The electrical axis of the heart, often referred to as the QRS axis, indicates the general direction of the heart’s electrical activity during ventricular depolarization in the frontal plane. Determining this axis is a fundamental step in interpreting an electrocardiogram (EKG) because it provides a baseline assessment of the heart’s electrical health. An axis measurement that deviates significantly from the typical range can suggest underlying changes in the heart’s size, position, or electrical conduction pathways.
Understanding the Hexaxial Reference System
The Hexaxial Reference System is the coordinate system used to map the heart’s electrical activity in the frontal plane. This system arranges the six limb leads—three bipolar (Leads I, II, III) and three augmented unipolar (Leads aVR, aVL, aVF)—around a central point. The resulting diagram is a circle divided into 30-degree segments, with the leads positioned to represent their electrical viewpoint of the heart.
Each lead has a positive and negative pole, defining its angle within the system. Lead I is positioned horizontally at 0 degrees, and Lead aVF is positioned straight down at +90 degrees. These two leads form perpendicular lines that divide the circle into four 90-degree quadrants.
The system allows the mean QRS axis to be assigned a precise angle ranging from -180 degrees to +180 degrees. For example, Lead aVL is at -30 degrees, and Lead II is at +60 degrees. Understanding these fixed angles is necessary because subsequent calculation methods rely on these specific lead positions.
The Quick Quadrant Method
The Quadrant Method offers a rapid, two-step assessment to determine the general location of the QRS axis without calculating a specific degree. This technique relies solely on observing the net deflection of the QRS complex in Lead I (0 degrees) and Lead aVF (+90 degrees). Net deflection is determined by comparing the total height of the positive deflections (R wave) to the total depth of the negative deflections (Q and S waves).
If the QRS complex is net positive in both Lead I and Lead aVF, the axis falls between 0 and +90 degrees, which is the normal range for most adults. When Lead I is positive but Lead aVF is negative, the axis shifts into the upper-left quadrant, indicating Left Axis Deviation (LAD). Conversely, a negative Lead I paired with a positive Lead aVF signifies Right Axis Deviation (RAD) in the lower-right quadrant.
The final quadrant is defined by a negative deflection in both Lead I and Lead aVF, known as Extreme Axis Deviation or “no-man’s land.” This quick method serves as an excellent screening tool, identifying whether the axis is normal or significantly deviated, which can then prompt a more precise calculation.
The Precise Isoelectric Method
For a more exact determination of the cardiac axis, the Precise Isoelectric Method is used, building upon the framework of the Hexaxial System.

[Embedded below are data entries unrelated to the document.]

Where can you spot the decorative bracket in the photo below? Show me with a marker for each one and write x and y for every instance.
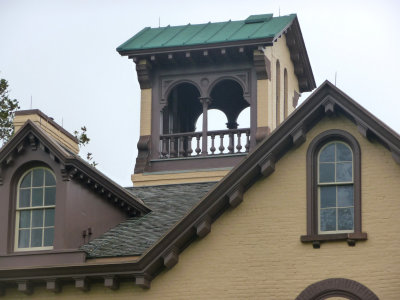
(267, 166)
(204, 227)
(236, 197)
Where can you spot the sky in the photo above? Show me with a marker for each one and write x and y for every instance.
(59, 56)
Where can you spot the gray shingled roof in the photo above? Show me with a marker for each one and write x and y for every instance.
(169, 203)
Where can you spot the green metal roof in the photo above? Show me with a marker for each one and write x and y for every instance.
(253, 28)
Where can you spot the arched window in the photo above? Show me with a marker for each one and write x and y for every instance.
(333, 189)
(35, 209)
(278, 92)
(285, 94)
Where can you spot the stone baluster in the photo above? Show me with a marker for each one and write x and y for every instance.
(231, 142)
(247, 146)
(181, 149)
(205, 101)
(198, 150)
(221, 143)
(164, 150)
(172, 151)
(238, 146)
(212, 149)
(190, 150)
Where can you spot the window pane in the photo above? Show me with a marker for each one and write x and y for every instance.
(24, 198)
(37, 197)
(327, 154)
(345, 196)
(38, 177)
(48, 236)
(37, 218)
(344, 172)
(50, 196)
(26, 182)
(36, 240)
(50, 180)
(343, 152)
(327, 172)
(25, 219)
(328, 219)
(328, 196)
(345, 218)
(49, 217)
(23, 238)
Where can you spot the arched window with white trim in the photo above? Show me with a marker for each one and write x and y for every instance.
(35, 210)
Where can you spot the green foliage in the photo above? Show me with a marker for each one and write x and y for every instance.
(7, 110)
(83, 140)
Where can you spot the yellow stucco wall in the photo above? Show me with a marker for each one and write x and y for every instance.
(254, 251)
(280, 51)
(143, 179)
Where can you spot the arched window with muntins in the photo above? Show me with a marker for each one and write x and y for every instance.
(335, 188)
(35, 210)
(285, 94)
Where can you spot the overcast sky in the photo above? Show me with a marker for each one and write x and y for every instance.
(62, 53)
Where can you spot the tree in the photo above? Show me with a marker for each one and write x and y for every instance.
(83, 140)
(7, 110)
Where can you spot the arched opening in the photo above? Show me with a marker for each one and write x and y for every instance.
(285, 94)
(182, 109)
(337, 288)
(227, 96)
(278, 92)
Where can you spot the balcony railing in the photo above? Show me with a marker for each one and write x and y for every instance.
(218, 142)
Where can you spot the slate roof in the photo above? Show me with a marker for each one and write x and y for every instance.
(253, 28)
(169, 204)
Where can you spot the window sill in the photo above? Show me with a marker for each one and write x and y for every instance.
(351, 238)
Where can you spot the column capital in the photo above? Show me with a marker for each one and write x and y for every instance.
(205, 100)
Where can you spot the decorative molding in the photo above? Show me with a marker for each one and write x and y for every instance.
(111, 282)
(295, 99)
(82, 283)
(204, 227)
(329, 106)
(25, 287)
(267, 166)
(143, 281)
(262, 133)
(298, 136)
(171, 258)
(339, 287)
(236, 197)
(53, 285)
(396, 155)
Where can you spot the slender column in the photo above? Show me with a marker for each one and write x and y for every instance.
(206, 102)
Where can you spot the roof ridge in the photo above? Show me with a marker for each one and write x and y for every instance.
(163, 29)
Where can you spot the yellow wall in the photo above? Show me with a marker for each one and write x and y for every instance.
(142, 179)
(280, 51)
(254, 251)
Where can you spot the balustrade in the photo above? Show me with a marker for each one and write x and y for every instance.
(191, 144)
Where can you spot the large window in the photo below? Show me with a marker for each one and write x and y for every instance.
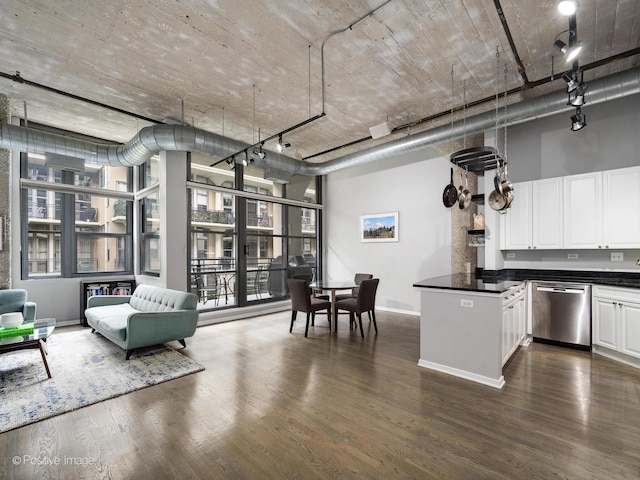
(150, 234)
(75, 222)
(246, 242)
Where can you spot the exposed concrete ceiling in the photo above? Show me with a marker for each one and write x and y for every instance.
(244, 67)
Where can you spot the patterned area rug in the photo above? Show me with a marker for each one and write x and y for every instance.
(85, 369)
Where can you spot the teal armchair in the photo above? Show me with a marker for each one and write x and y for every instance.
(15, 300)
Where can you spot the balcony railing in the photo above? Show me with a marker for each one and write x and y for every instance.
(49, 211)
(259, 221)
(212, 216)
(120, 208)
(44, 266)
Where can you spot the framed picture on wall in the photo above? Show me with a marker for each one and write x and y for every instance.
(379, 227)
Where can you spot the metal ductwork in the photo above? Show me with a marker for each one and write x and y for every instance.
(602, 90)
(151, 140)
(146, 143)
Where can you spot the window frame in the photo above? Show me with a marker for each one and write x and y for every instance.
(68, 234)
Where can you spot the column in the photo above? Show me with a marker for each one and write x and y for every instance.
(5, 201)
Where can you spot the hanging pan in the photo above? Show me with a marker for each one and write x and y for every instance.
(464, 198)
(450, 194)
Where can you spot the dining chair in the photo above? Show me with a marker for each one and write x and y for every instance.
(357, 279)
(364, 302)
(302, 301)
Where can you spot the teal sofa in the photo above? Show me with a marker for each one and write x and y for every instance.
(150, 316)
(15, 300)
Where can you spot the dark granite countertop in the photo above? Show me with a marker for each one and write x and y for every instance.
(468, 283)
(502, 280)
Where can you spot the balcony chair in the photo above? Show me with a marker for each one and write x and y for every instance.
(357, 279)
(302, 301)
(364, 302)
(15, 300)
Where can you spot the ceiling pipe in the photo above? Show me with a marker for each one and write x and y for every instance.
(151, 140)
(614, 86)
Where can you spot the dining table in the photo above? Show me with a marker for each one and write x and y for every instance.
(333, 286)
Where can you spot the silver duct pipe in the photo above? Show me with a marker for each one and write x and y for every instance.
(151, 140)
(602, 90)
(146, 143)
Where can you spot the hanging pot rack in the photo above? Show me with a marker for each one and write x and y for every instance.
(477, 159)
(480, 159)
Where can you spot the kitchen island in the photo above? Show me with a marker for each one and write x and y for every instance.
(469, 327)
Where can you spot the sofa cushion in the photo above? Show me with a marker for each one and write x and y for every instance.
(110, 319)
(147, 298)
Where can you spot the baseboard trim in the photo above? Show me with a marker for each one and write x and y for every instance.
(617, 356)
(397, 310)
(474, 377)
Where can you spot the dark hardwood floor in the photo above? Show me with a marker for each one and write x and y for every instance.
(276, 405)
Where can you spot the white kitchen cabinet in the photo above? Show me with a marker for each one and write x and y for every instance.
(616, 319)
(534, 220)
(621, 192)
(630, 328)
(517, 219)
(514, 321)
(605, 323)
(583, 211)
(547, 215)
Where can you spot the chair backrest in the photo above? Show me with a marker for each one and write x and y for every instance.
(12, 300)
(302, 276)
(300, 296)
(358, 277)
(367, 294)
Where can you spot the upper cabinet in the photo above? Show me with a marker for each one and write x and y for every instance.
(547, 213)
(517, 219)
(583, 211)
(621, 190)
(534, 220)
(588, 211)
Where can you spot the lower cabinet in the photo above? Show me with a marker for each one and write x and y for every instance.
(514, 321)
(616, 319)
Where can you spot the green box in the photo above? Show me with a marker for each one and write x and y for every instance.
(20, 330)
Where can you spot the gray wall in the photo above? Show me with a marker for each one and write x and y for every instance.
(547, 148)
(411, 185)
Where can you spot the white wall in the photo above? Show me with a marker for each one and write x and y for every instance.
(411, 185)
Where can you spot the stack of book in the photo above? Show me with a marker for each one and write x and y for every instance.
(20, 330)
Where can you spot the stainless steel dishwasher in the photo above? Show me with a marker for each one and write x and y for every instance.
(562, 313)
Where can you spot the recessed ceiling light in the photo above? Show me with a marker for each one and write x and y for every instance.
(567, 7)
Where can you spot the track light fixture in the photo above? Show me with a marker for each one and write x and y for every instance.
(578, 121)
(567, 7)
(572, 81)
(282, 145)
(577, 98)
(259, 153)
(570, 51)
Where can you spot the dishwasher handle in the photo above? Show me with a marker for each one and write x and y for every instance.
(561, 289)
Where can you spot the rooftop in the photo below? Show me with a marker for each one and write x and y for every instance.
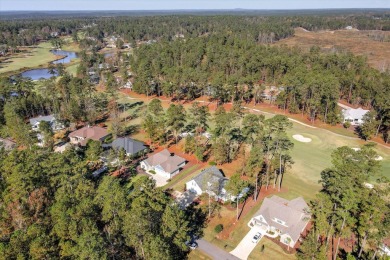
(293, 213)
(168, 162)
(131, 146)
(90, 132)
(35, 120)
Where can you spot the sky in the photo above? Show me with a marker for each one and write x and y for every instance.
(7, 5)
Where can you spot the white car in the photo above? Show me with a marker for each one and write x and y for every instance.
(257, 237)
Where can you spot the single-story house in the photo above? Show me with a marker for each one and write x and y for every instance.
(7, 144)
(354, 116)
(164, 163)
(82, 135)
(55, 125)
(131, 146)
(281, 217)
(385, 247)
(211, 181)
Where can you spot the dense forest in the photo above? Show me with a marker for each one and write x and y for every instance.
(346, 208)
(261, 29)
(52, 207)
(232, 69)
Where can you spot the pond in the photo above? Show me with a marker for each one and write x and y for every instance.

This method utilizes the principle that the heart’s overall electrical vector must run perpendicular to the lead that registers an isoelectric QRS complex. An isoelectric complex occurs when the net positive deflection perfectly balances the net negative deflection.
The first step involves scanning the six limb leads to identify the one with the most isoelectric QRS complex. If multiple leads are close, the one with the smallest overall amplitude is chosen. Once the isoelectric lead is found, the axis is known to be perpendicular (90 degrees away) to that lead’s angle on the Hexaxial System. For example, if Lead III (+120 degrees) is the most isoelectric, the axis must be either +30 degrees or -150 degrees.
The final step requires looking at the QRS complex of the lead that is perpendicular to the isoelectric one. If the perpendicular lead shows a net positive deflection, the axis points toward that lead’s positive pole. If the deflection is negative, the axis points toward the opposite pole, narrowing the two possibilities down to a single, specific degree.
Clinical Interpretation of Axis Deviation
The normal adult QRS axis falls within the range of -30 degrees to +90 degrees, indicating electrical activity is directed downward and toward the left. A deviation outside this normal zone is not a diagnosis itself but indicates that the heart’s electrical pathway or physical structure has changed, requiring further investigation. The most common cause of an axis shift is an increase in the muscle mass of one of the ventricles, known as hypertrophy.
Left Axis Deviation (LAD), defined as an axis more negative than -30 degrees, is associated with conditions that increase electrical forces in the left ventricle. Common causes include Left Ventricular Hypertrophy or a disruption in the conduction system, such as a Left Anterior Fascicular Block.
Right Axis Deviation (RAD), an axis greater than +90 degrees, occurs when electrical forces shift toward the right side of the heart. RAD can be caused by Right Ventricular Hypertrophy, often resulting from chronic lung diseases like COPD.
Other non-cardiac factors can also temporarily shift the axis, including improper electrode placement, significant obesity, or pregnancy, which physically alters the heart’s position. Interpreting axis deviation requires considering the patient’s entire clinical picture, as the EKG finding is a sign, not the final answer.